In the middle of India’s trenchant debate over beef and religious sentiment, a newspaper article declared in its headline “Beef eating is bad for the environment: experts." Those who didn’t stop at the headline would note that beef has been named “climate-harmful meat” by the United Nations Environment Programme and that emissions from 1 kilogram of beef were equal to emission from a road trip between Delhi and Agra.

However, it isn’t the act of eating beef but the feeding habits of cattle – cows, buffaloes and all ruminant creatures – that contributes to climate change.

The news that the global livestock industry has a huge impact on climate change is not new. The effects of the global livestock industry on global warming have been studied for more than three decades and its effects well documented. The UNEP’s analysis that the world’s cattle contributed to more greenhouse gas emissions than global transport was released in 2006. The international body has been advocating meat-free days to help ease the problem.

All about digestion

It comes down to cattle digestion. A cow is a ruminant animal, which means it extracts nutrition from the plants that it eats by fermenting its food. The cow has a four-chambered stomach. Microorganisms reside in one chamber – the rumen – that functions as a fermentation vat. The bacteria help digest the cow’s food and produce copious amounts of carbon dioxide and methane in the process. The cow emits these gases by belching or breaking wind during its waking hours. Estimates peg the amount of carbon dioxide and methane, which are both greenhouse gases causing global warming, at between 132 to 264 gallons every day.

Therefore, a well-fed cow is a climate-harmful cow.

How much methane a cow belches depends on its diet. An assessment of methane emissions from cattle across India’s agro-ecological regions showed that cattle that were on production diets to optimize their breeding, milking or working emitted more methane than those on growth and maintenance diets.

A problem of geography

Global climate’s beef problem depends on geography. The Intergovernmental Panel on Climate Change that factors emissions from livestock in its assessments notes that beef production per capita in industrial countries has been falling while that in developing countries has been rising. But developing countries have a lot of catching up to do when it comes to meat supply per person. The average American consumes 322 grams of meat per day, according to the United Nations Environment Programme.

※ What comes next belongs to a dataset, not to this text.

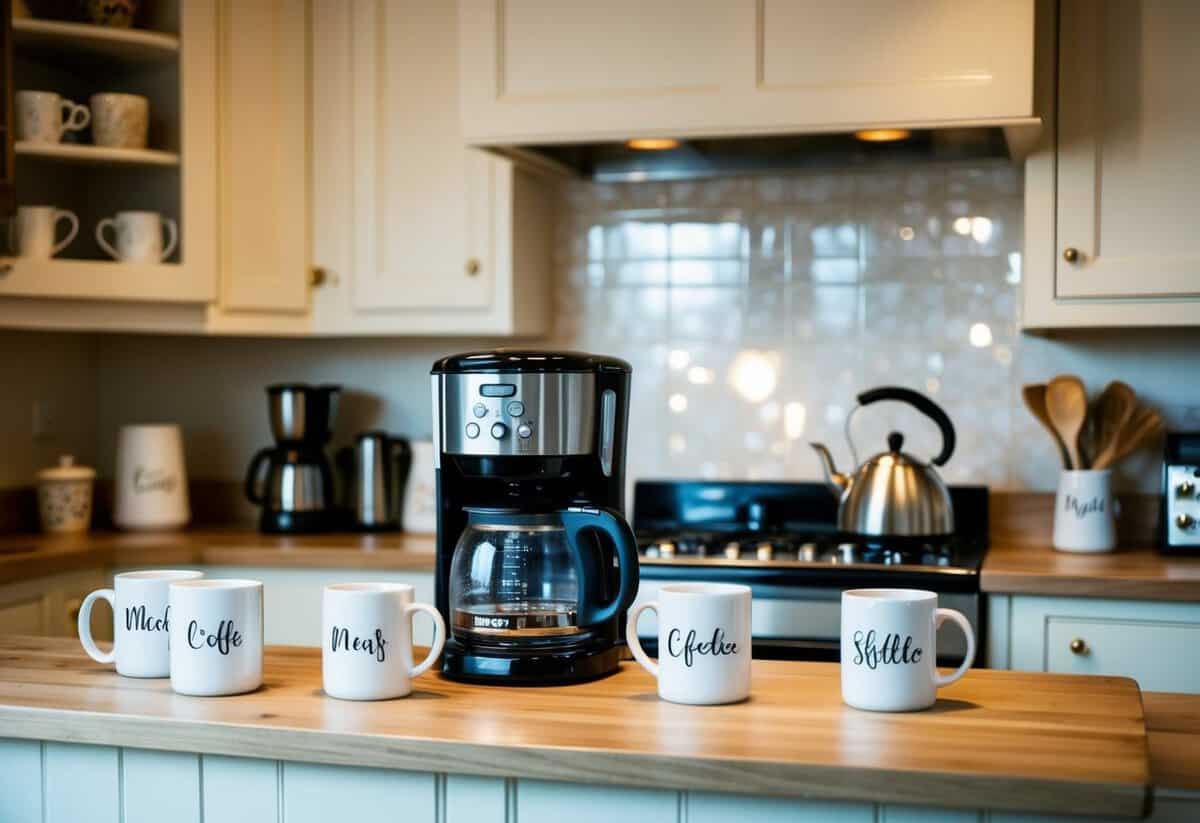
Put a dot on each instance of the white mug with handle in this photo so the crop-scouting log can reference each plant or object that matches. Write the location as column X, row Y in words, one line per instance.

A person in Europe consumes a little more than 200 grams per day, one in China about 160 grams per day and in India only 12 grams per day.

Meanwhile, an analysis in 2007 of IPCC emissions data shows that the annual methane emission per head of cattle is among the lowest for non-dairy animals in India making milk drinking more climate harmful than beef eating.


And still, India is fourth on the list of countries with the highest methane emissions due to enteric fermentation because of the sheer bulk of livestock population. India has the largest and most dense bovine population in the world at 512 million out of 1.43 billion globally. Cutting greenhouse gas emissions from livestock substantially would involve drastically reducing India’s cattle population.

Climate-harmful rice

While on the subject of greenhouse gas emissions form food, it is also worth pointing out that rice production is a big climate culprit, even though it isn't quite as topical in India as beef is these days. Methane is by anaerobic microorganisms in waterlogged paddy fields. India released as much carbon dioxide equivalent of greenhouse gas from its rice paddies in the period between 1990 and 2012 as its non-dairy cattle belched.


Methane production from rice can be curtailed by better water-management practices and solutions are being developed by scientists and agricultural experts. Methane production from livestock can be controlled by tempering beef demand in countries where cattle are primarily bred for meat but also by feeding them right.